It's a lovely day here, so I decided to do a hive inspection.
Well, actually I just took off the lid and peered in. I wanted not to disrupt too much by removing frames yet.
We suspected that the swarm we captured in Marysville was extra specially large, and were curious to see what they've been up to. I remember the swarm box feeling heavy when I carried it to the car. (Also warm, and vibrating).
Had they found enough forage to draw out 2 boxes of fresh comb yet? (Did you know beeswax is secreted scale by scale from worker bee abdomens, and that in order to properly sculpt it, the temperature inside the hive must be quite toasty?) Were the girls needing space to expand? Might they even be desirous of extra space for surplus honey?
We found quite a lot to notice about the hive just from observing its outside.
The bees look quite busy from my bucket observation seat-- always there are a dozen or so both landing and taking off.

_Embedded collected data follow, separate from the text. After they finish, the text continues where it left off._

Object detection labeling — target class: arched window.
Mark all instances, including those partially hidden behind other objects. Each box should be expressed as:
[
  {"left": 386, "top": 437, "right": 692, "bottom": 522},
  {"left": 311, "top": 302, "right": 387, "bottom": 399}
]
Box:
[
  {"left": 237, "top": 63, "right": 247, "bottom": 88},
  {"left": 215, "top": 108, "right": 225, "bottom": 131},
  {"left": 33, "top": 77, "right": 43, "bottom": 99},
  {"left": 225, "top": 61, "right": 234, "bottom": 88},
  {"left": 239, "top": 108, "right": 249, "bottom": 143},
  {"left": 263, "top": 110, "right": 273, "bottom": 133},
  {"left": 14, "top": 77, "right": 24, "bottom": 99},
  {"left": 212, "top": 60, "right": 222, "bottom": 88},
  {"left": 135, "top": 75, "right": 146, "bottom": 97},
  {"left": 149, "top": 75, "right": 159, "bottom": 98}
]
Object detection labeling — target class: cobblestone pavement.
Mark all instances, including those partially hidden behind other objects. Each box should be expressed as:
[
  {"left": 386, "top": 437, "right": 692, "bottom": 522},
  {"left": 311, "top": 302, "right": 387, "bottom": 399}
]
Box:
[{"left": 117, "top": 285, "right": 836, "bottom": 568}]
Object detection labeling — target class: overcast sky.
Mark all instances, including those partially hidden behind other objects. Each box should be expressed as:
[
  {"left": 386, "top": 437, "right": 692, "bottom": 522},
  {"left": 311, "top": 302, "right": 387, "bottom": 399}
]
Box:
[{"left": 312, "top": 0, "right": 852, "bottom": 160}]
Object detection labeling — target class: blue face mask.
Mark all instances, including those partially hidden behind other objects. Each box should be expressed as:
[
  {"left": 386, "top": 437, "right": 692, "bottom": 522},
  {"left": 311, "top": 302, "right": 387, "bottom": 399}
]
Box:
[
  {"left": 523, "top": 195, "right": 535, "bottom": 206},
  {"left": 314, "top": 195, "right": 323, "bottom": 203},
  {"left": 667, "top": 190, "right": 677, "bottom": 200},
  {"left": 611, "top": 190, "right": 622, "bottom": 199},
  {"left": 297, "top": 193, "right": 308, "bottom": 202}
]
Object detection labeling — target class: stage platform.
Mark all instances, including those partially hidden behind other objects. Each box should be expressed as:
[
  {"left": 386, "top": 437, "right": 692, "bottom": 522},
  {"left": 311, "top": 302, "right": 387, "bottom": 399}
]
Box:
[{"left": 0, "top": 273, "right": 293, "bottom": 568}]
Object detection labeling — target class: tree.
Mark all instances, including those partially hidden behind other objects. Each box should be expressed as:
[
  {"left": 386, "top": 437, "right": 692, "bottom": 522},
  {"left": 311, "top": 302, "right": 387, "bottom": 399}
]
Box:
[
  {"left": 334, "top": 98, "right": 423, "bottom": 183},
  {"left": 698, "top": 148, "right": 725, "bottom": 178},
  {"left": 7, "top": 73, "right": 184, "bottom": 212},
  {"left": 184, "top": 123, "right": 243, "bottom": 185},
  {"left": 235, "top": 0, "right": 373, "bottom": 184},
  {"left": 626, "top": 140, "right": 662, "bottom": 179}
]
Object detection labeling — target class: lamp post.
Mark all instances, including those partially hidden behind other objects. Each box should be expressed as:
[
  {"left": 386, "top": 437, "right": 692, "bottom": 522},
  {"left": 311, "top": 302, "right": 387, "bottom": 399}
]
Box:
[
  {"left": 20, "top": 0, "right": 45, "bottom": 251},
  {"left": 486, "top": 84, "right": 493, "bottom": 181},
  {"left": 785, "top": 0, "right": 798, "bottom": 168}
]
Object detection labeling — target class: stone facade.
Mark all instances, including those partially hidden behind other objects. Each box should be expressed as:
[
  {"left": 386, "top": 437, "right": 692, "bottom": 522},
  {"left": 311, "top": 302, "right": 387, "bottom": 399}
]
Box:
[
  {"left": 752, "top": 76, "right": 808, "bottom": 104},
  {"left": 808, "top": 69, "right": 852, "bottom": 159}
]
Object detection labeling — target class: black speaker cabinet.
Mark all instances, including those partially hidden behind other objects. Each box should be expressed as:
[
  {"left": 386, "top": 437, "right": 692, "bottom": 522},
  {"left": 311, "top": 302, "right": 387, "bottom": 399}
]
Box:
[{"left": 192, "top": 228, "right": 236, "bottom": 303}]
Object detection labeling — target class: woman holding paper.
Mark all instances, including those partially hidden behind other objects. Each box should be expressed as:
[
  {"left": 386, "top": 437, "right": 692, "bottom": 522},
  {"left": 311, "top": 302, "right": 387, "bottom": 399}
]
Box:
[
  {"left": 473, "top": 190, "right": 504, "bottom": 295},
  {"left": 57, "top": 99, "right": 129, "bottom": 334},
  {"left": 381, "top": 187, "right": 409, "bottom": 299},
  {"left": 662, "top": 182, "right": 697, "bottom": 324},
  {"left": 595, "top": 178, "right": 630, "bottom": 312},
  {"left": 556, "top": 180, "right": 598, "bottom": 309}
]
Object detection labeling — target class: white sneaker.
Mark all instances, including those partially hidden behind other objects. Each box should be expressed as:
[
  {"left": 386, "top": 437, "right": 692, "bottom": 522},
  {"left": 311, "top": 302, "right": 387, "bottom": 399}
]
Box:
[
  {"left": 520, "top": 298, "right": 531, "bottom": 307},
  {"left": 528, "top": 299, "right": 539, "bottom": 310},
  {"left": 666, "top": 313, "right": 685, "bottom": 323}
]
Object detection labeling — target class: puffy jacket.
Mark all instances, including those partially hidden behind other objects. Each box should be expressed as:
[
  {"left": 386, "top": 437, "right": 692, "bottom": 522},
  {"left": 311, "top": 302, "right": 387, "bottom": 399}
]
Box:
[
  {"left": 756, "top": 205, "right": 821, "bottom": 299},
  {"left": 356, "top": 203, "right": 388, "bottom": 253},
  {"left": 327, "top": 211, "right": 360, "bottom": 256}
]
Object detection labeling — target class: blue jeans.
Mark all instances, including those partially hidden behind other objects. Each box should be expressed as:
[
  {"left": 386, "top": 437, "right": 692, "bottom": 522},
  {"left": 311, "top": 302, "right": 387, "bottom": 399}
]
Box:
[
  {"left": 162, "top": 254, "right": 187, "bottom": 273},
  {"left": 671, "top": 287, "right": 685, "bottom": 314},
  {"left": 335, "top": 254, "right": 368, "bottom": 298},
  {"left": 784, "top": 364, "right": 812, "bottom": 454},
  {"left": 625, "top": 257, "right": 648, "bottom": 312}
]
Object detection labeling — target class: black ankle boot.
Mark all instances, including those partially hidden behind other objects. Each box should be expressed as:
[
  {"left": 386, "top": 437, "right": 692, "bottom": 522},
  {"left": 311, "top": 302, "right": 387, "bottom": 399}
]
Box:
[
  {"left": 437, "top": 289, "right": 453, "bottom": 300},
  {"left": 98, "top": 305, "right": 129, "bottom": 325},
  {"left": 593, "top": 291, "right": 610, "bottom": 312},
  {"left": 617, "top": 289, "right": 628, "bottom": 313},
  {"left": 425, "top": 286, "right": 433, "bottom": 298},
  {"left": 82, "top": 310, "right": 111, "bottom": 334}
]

And there is a delightful sweet baking scent wafting downwind. I've been able to see pollen in the foragers' pollen baskets, which makes me think they are feeding brood (nice laying, queen bee!) They make a generally happy industrious buzz as they fly into the crack they use as an entrance. And as Joey said, they are all over the flowers in the garden, so I think they are learning their way around this new place.
They are tidy. I've seen a worker carry out both pieces of dried grass and dead bees, and fly over the street to drop it. We've also watched a living bee rebuffed at the landing board. It was behaving strangely-- moving jerkily, and rearing up to touch antennae with each bee it met. Was it sick? Or defensive because it was plotting theft? Some bees steal from other hives. Did you know?
It did eventually get in, but it took 10 minutes or so.
Anyway, it looks like all but one frame are drawn fully out with comb. Both boxes. I'm delighted.
And I gave them an empty box to move up into. And it just took 5 minutes. No one stung me or got squished. It was all very civilized and mannerly.
Tomorrow my mother will install her first bees into a lovely copper-top hive she purchased and painted.
They were raised by the Green Gulch beekeeper. I'm excited to see how that goes. Please take some pictures, Mama.
And finally, behold my new beehive--The Thai Spirit Bee House. Hand crafted by my dad, Tom Walker, for my birthday. It is the loveliest thing I've ever been gifted. My mother painted it. My parents are both true artists, and their love is in the details. A carved honeybee portrait, arched windows on the side, and this gorgeous copper roof.
In Thailand this Fall, I became enamored of the Spirit houses most businesses and homes kept. Daily offerings were made to the spirits of the place, some rice, a garland of flowers, incense... In one restaurant, bees had moved in, and were visible through the windows, quivering delicately on their comb, and going peacefully about their business.